Pitt didn’t deviate significantly from its usual defensive scheme, but regularly had a safety drifting over to provide additional coverage on Washington.
For that, Jalen McCleskey should send the Panthers a thank you card.
The junior slot receiver — who led the Cowboys in receptions a year ago — came into the game with five catches for 17 yards, searching to get back in rhythm with quarterback Mason Rudolph.
By halftime on Saturday, McCleskey had 162 yards and three touchdowns on seven catches. Washington had five grabs for 124 yards, all in OSU’s 28-point second quarter. Marcell Ateman caught four for 109 and Dillon Stoner had five for 100, each scoring once. Rudolph threw for 497 yards and five scores.
“Going into each week, you have to figure that
teams are maybe going to do something to stop James, because he’s such a great player,” McCleskey said. “Me, Marcell, Chris, Dillon, we’ve got to know if they’re gonna do that, we’re gonna be the ones to have to make the plays.
“Today, they just left the middle open, and I was able to make plays.”
Each week, OSU will see something new from opposing defenses. An altered secondary scheme, new blitzes, different formations.
“When you’ve got James Washington on one side, you always go through the what-if,” Rudolph said, listing off the potential defenses an opponent might show. “It’s hard to change who you are in one week. Teams do what they do because they’re good at it.
“That’s what Pitt did, and we made them pay in some situations.”
Washington is the star of the receiver show. A preseason All-American and potential first-round NFL Draft pick. Yet OSU led 28-0 before he ever touched the ball.

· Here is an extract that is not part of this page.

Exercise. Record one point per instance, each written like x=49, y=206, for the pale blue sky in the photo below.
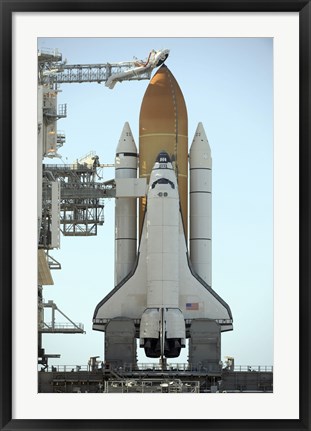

“It’s not just me, it’s all of the receivers,” Washington said. “That was a great example of what I’m talking about today. You double one guy, we have four other guys we can hit at any time.”
The phrase “pick your poison” comes up a lot in conversations about the OSU receivers. And it might be just that: pick whoever you want to stop, and watch the others shred you.
“We’ve got a lot of schemes designed for slot guys, or outside guys,” Rudolph said. “Everyone really clicked today. They all did their job. If we keep doing that, it’s going to take us far.”
OSU receivers Marcell Ateman, left, and Jalen McCleskey celebrate one of the Cowboys’ seven first-half touchdowns.
Oklahoma State wide receiver Dillon Stoner breaks away from Pittsburgh defensive back Dennis Briggs on his way to a first-quarter touchdown on Saturday.